Und wenn 2 gegenseitig sich zunächst verbal und dann körperlich angehen, wo soll das Notwehr, provozierte Notwehr, Affekt usw sein, wo beginnt das und wo hört es auf - deshalb wird objektiv geprüft und dann entschieden.
Wie weist man nach, dass jemand jemanden zum Angriff provoziert hat, um dann vom Recht der Notwehr Gebrauch zu machen?
Wie du schon sagst, kann man das u.a. durch Zeugenaussagen nachweisen. Ob der Richter diesen Aussagen dann glaubt, ist ihm selbst überlassen.
Außerdem könnte ein Zeuge nicht unbedingt zwischen fahrlässiger und absichtlicher Provokation unterscheiden.
Der Zeuge soll das ja auch gar nicht entscheiden, er soll nur seine Sicht auf den Sachverhalt schildern. Die Staatsanwaltschaft/der Richter entscheiden dann für sich, ob die Provokation absichtlich war oder nicht.
Bei fahrlässiger Provokation ist das Recht zur Notwehr eingeschränkt, aber wenn auch ich im Affekt handle, kann es auch mir nicht übel genommen werden, oder?
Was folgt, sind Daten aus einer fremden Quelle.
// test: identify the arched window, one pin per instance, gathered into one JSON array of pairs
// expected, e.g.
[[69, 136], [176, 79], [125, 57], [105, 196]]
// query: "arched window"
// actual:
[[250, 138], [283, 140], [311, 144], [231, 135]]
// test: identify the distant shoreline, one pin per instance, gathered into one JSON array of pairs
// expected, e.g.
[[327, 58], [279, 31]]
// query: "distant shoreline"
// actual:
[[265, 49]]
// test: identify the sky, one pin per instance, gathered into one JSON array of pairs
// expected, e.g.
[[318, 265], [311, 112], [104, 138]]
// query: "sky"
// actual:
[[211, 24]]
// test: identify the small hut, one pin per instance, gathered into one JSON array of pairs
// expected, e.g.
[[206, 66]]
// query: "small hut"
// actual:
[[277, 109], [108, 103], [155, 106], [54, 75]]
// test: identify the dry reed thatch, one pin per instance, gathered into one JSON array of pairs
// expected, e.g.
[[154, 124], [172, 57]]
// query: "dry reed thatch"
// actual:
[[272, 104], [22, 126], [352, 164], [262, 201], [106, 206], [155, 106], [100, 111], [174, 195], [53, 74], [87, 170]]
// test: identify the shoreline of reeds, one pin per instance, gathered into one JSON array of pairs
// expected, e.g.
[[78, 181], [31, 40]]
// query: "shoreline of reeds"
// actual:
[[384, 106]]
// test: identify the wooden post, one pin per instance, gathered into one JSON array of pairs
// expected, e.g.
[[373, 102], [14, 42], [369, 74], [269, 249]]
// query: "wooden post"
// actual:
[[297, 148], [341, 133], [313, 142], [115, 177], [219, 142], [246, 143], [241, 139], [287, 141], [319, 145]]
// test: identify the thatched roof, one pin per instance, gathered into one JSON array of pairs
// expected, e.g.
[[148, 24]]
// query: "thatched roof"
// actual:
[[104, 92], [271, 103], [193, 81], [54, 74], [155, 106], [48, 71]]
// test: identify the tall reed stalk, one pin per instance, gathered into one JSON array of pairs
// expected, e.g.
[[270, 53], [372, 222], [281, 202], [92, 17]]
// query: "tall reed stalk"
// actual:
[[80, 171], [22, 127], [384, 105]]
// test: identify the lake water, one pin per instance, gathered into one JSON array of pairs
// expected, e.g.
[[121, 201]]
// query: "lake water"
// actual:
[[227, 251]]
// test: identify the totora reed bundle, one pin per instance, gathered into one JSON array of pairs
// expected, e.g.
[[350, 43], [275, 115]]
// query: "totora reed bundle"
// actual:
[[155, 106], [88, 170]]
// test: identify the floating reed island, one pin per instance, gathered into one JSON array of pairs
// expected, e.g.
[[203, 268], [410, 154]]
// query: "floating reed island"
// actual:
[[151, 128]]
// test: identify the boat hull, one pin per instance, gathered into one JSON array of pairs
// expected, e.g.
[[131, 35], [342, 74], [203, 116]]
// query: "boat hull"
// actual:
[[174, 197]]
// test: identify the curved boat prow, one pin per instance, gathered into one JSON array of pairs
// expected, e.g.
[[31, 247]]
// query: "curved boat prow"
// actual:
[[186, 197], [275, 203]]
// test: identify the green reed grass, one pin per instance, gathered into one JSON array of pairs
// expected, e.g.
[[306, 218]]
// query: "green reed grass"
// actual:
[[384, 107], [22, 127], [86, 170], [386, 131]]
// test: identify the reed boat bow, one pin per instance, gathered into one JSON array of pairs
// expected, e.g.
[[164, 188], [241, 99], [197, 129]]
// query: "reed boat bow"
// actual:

Wenn man im Affekt handelt, muss es davor ja eigentlich schon eine Provokation/Handlung durch die Gegenseite (etwa eine Kränkung) gegeben haben. Da müsste man dann im Einzelfall entscheiden, ob die eigene Provokation wirklich schuldhaft war.
Und was tun, wenn jemand Einen zum Schlag provoziert, um dann nicht zu antworten, sondern bloß um anzuzeigen?
Wenn man dann zuschlägt, hat man sich idR strafbar gemacht.
Dass die Person dich provoziert hat, hat nicht unbedingt eine Auswirkung auf deine Strafbarkeit (bei einem Totschlag hätte es z.B. unter Umständen eine Auswirkung, weil man dann eventuell einen minder schweren Fall des Totschlags annehmen könnte).
Die Person kann dann idR auch erfolgreich Anzeige erstatten.
Ist der geschlagene Minderjährig und man nicht, ist man automatisch am Arsch, oder?
Nicht unbedingt.
Wenn das Kind noch unter 14 und damit schuldunfähig war, wäre das Notwehrrecht eingeschränkt (aber nicht ausgeschlossen).
Wenn es ein Jugendlicher war, ist das Notwehrrecht meines Wissens nach überhaupt nicht eingeschränkt.
Und falls der Minderjährige doch absichtlich notwehrprovoziert, dann wird das eigene Strafmaß verringert (falls man volljährig ist) und das Notwehrrecht des Minderjährigen auch, richtig?
Das kann ich nicht zu 100% nachvollziehen.
Wenn der Minderjährige dich nicht absichtlich provoziert und du dann zuschlägst, hat er ein Notwehrrecht (wenn auch u.U. ein eingeschränktes).
Das Strafmaß wäre bei dir u.U. niedriger, wenn deine Schuld durch die Provokation niedriger ist (vgl. etwa § 46 I StGB). Das ist aber eine Einzelfallentscheidung. Das gilt übrigens auch, wenn man selbst nicht volljährig ist, und auch, wenn der Provozierende kein Kind ist.
PS: Übrigens ist auch bei einer Absichtsprovokation das Notwehrrecht nicht gänzlich ausgeschlossen.
Wenn etwa jemand einen anderen provoziert und dieser dann das Leben des Provozierenden bedroht, kann für den Provozierenden ein Notwehrrecht bestehen, damit er sein Leben retten kann.
Nicht ganz, der 16-Jährige dürfte sich nur verteidigen, wenn sein Leben bedroht ist (oder vielleicht auch wenn seine körperliche Unversehrtheit schwer bedroht ist), nicht bereits wenn er irgendwie bedroht ist.
Und es geht da auch nicht darum, dass der Täter nur Angst bekommt, dass ihm etwas zustoßen könnte, sondern darum, dass ihm tatsächlich etwas zustoßen könnte.
Letztendlich muss man verstehen, warum es die Einschränkung und den Ausschluss des Notwehrrechts überhaupt gibt: Um einen Missbrauch des Notwehrrechts zu verhindern.
Wenn solch ein Missbrauch trotz Absichtsprovokation nicht vorliegt, etwa weil der Täter nach der Provokation an seinem Leben bedroht wird und nun wirklich einfach sein Leben retten will, soll das Notwehrrecht ausnahmsweise nicht ausgeschlossen sein.
Die sg. Putativnotwehr.
https://de.wikipedia.org/wiki/Putativnotwehr
schwierig und daher abzuraten
Solche Fragen lassen sich nicht pauschal beantworten, sondern bedürfen der Einzelbewertung.
Also wenn ein 16-Jähriger einen 40-Jährigen absichtlich provoziert, dann darf er sich auch vollständig verteidigen, sobald er die Angst bekommt, dauerhaften Schaden zu erleiden (also faktisch sofort), richtig?